Taking Academic Discovery to Clinical Application
Mark Duncan, Ph.D., University of Colorado, Denver, Colorado, USA
Authored by Panagiotis Vlachostergios, MD, PhD, Weill Cornell Medical College, New York , New York, USA
Dr. Duncan provided some really interesting insights into the challenges of becoming a successful entrepreneur following a scientific discovery which has the potential to translate into a commercial test or application.
Approximately 50% of scientific research cannot be replicated, Dr. Duncan said, and this is a major source of discouragement for investors. Another aspect that poses challenges to bridging the gap between healthcare and industry is the need to keep up with the pace of scientific progress. This creates a disincentive from the industry perspective for developing a new test, as it may become “obsolete” a few years after its use.

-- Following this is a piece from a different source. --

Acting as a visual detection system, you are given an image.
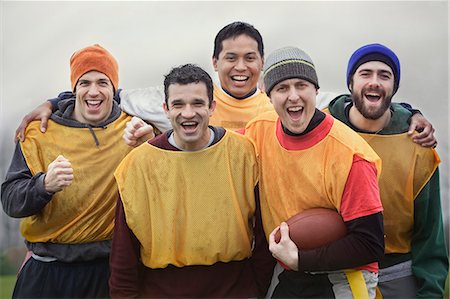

Dr. Duncan also spent some time discussing the main differences between careers in academia and industry. Assessing your skill set is important, as some people can better “fit” into one of these two fields. In the end, he concluded, it comes down to how you want your day to look. But he advised against “buying into things that feed unhealthy components of someone’s personality”.
A thorough and honest discussion with family can help clarify one’s goals and career orientation.
Irrespective of whether a researcher decides to become an entrepreneur or stay in academia, he or she should not have the feeling of running on a treadmill. Enjoying what your environment has to offer is key to becoming successful in either area.